The scoreline tells one story; the swing between games one and two tells a better one. Coton was dominated in the opener, shipping the game 5-11, and anyone who has been on the wrong end of a lopsided first game knows how quickly the head drops. What Coton did instead is the detail worth studying: he reset, tightened his structure, and won the next four games in a pattern of growing confidence rather than desperate improvisation.

Games two and three, 11-8 and 11-9, established that Coton was constructing points rather than waiting for Shinozuka to hand them over. The fourth game was where the match was decided. Shinozuka held three game points to level at two games apiece; Coton saved all three, eventually taking the game 12-10. Denying an opponent in possession of match-levelling momentum not once but three times is the kind of pressure management that separates players who can win tournaments from players who only win individual games. The fifth game, 11-7, was not close.

Two things in that sequence are directly transferable to a club session this week. First, Coton did not alter his tactical structure after losing the opener. The recovery from 5-11 to 11-8 was not a desperate gear change; it was the same game, executed more cleanly. Second, in the fourth game with Shinozuka at match point, Coton absorbed the moment rather than forcing it. Staying in the rally, keeping the ball on the table at high-intensity deuce, and making the opponent use each of those three opportunities the hard way is a discipline available at any level.

The Contender sits fourth in the WTT hierarchy, but the ranking points from a Tunis title carry genuine weight for a player in Coton's bracket near the world's top 30. Results at this level can accelerate movement toward the top 20, and his No.1 seeding in Tunis confirms he already has the ranking foundation to compete here. His trajectory from WTT Feeder success to a first Contender title follows a path cut by Félix Lebrun, whose name sits earlier on the past-winner roll for French players at this level.

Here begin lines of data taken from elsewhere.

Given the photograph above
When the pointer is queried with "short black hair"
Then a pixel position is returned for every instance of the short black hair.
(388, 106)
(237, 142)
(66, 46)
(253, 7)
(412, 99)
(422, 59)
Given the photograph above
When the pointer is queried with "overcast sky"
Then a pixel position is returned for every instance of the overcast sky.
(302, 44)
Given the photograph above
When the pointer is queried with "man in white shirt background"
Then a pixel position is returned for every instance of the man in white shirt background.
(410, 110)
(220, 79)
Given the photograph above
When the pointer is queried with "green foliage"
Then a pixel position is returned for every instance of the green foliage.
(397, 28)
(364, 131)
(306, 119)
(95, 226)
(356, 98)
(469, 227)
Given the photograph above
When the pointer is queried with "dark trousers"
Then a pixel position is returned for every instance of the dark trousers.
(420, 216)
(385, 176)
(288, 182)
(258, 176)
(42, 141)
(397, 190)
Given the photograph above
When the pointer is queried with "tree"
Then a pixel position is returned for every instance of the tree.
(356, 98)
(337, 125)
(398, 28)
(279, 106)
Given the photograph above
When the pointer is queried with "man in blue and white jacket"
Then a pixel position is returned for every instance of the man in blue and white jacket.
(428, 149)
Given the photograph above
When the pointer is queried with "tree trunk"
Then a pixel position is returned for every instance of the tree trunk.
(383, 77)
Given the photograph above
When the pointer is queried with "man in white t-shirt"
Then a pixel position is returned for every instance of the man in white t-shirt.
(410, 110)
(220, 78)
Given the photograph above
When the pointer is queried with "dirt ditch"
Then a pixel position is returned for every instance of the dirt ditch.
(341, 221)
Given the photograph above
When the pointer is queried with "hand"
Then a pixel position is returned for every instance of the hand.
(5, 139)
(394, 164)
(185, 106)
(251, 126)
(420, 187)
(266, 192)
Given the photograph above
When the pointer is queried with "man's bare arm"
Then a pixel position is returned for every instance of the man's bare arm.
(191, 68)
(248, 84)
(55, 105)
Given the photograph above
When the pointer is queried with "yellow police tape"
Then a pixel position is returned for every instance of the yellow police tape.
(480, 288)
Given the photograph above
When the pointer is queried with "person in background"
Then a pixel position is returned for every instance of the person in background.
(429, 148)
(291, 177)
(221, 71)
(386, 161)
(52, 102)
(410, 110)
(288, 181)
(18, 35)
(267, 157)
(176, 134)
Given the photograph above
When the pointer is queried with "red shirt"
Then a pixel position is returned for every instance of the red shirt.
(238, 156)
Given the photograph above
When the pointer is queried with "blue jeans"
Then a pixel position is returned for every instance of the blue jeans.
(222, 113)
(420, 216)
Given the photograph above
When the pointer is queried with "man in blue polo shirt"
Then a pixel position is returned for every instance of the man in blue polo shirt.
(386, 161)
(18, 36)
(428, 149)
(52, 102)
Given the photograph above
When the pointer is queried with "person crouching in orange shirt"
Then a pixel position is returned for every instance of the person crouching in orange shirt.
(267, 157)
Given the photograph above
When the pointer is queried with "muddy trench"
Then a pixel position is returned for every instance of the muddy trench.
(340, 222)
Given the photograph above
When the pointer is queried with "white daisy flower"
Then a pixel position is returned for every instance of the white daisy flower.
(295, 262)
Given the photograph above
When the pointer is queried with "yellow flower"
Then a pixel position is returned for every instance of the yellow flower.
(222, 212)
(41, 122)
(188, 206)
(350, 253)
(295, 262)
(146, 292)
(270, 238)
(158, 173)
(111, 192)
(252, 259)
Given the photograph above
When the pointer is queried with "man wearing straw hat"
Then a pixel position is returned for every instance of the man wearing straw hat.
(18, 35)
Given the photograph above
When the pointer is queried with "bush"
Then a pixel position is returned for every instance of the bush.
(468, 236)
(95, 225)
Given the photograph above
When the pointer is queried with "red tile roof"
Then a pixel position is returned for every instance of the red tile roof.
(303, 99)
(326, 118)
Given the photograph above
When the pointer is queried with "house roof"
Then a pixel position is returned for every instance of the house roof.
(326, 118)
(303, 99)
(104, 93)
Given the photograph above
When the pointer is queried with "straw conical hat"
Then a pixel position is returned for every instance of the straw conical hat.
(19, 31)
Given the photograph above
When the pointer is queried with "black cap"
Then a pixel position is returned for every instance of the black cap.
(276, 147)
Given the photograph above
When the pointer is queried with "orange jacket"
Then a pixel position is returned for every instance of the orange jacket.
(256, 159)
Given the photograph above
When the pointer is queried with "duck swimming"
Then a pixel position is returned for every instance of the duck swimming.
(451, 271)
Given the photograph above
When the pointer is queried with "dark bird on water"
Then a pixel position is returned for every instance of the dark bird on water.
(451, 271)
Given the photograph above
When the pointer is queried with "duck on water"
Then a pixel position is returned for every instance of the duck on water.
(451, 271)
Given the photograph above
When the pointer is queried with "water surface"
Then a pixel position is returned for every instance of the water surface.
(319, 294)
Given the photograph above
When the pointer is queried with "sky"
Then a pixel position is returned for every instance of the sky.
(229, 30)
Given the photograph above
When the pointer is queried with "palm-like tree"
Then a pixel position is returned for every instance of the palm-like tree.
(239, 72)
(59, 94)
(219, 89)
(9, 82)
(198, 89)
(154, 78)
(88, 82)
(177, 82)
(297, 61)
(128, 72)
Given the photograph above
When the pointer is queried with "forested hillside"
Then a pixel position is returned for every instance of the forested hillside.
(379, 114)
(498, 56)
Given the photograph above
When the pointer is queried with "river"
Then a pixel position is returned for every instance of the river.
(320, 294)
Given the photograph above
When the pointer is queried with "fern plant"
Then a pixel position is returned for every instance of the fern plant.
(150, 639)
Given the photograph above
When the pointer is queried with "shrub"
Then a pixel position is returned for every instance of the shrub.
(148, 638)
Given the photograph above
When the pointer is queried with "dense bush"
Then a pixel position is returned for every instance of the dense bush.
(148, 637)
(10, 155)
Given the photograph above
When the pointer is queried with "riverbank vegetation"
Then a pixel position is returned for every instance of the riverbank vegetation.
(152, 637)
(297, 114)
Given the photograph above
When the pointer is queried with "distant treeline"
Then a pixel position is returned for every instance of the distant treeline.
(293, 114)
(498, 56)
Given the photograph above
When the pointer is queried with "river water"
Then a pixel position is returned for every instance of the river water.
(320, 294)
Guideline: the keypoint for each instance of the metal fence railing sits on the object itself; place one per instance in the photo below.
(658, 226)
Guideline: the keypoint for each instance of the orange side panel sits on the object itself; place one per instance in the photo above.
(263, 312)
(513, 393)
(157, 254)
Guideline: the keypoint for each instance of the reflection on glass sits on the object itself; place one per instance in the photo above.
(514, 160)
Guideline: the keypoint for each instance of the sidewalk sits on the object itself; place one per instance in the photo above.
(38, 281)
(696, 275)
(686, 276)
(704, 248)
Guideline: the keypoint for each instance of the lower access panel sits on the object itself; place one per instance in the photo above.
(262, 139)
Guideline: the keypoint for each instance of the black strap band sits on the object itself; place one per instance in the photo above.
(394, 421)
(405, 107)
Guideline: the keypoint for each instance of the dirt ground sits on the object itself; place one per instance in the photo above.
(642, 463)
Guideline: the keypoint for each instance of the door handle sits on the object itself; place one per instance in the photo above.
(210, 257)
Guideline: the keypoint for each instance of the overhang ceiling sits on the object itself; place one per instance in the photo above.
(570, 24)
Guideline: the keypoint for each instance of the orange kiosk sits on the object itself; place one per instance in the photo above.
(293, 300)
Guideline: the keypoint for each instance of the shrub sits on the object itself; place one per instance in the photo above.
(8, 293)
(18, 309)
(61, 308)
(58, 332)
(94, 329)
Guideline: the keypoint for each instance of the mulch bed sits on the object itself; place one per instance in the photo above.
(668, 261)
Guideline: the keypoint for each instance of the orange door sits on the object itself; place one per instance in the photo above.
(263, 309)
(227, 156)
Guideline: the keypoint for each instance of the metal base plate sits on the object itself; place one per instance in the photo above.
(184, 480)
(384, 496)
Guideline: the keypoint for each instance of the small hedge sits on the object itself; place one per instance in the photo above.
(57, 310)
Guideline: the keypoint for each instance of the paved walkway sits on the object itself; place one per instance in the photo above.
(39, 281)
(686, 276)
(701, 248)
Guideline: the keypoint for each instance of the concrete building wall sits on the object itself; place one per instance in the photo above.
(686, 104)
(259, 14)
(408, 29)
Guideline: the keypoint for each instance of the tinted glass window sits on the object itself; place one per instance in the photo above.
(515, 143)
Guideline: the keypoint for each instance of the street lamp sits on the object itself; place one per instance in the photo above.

Coton's individual title was not the only French result of note on the day. French players also claimed the doubles final in Tunis, prompting AFP to describe 29 March as "an excellent day for French ping-pong." That collective performance fits the broader pattern of a French generation, Coton alongside the Lebrun brothers and their doubles partners, building WTT presence across multiple disciplines at once.

At 17 and with a first Contender title confirmed, Coton arrives at his next WTT stop with improved seeding prospects and, perhaps more valuable than the points, the demonstrated knowledge that he can close a five-game final when an opponent has match points in hand.